ANP abriu consulta para revisar a Resolução 915/2023 sobre a qualidade do diesel, com participação da sociedade até 12 de junho, e impacto direto no transporte e no agro.

03 de junho de 2026 4 min de leitura
ANP revisa regras de qualidade do diesel e recebe contribuições até 12 de junho

A Agência Nacional do Petróleo, Gás Natural e Biocombustíveis (ANP) abriu até 12 de junho o prazo para envio de contribuições sobre a revisão da Resolução 915/2023, que define especificações do óleo diesel comercializado no país.
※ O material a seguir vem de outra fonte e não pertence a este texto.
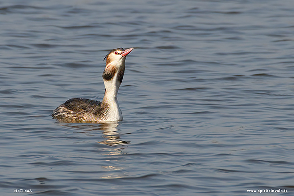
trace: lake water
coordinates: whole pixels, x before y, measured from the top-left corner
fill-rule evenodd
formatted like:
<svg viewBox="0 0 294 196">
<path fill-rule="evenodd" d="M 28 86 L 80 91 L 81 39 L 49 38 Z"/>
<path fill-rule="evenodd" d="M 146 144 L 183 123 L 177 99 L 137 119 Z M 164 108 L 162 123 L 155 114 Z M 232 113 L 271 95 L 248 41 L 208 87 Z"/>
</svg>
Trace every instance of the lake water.
<svg viewBox="0 0 294 196">
<path fill-rule="evenodd" d="M 294 195 L 293 7 L 0 1 L 0 195 Z M 102 100 L 118 47 L 135 48 L 124 121 L 52 119 L 70 98 Z"/>
</svg>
A consulta mira ajustes técnicos em parâmetros de qualidade e métodos de ensaio, com reflexos diretos em custo, disponibilidade e desempenho do combustível usado no transporte de cargas e na frota agrícola.

O que aconteceu

A Resolução ANP 915/2023, em vigor desde o ano passado, estabeleceu novas regras para a qualidade do diesel vendido em todo o território nacional, incluindo limites de enxofre, características físico-químicas e requisitos para misturas com biodiesel.

Agora, a agência colocou em discussão proposta de revisão desses critérios, ouvindo indústria de petróleo, distribuidoras, fabricantes de veículos e sociedade em geral. O objetivo é atualizar especificações, corrigir pontos críticos identificados na aplicação da norma e alinhar exigências a padrões internacionais.

O prazo para contribuições vai até 12 de junho, por meio de sistema eletrônico da ANP, com posterior realização de audiência pública. Depois disso, a diretoria da agência deve deliberar sobre a versão final da norma, que pode manter, flexibilizar ou endurecer requisitos.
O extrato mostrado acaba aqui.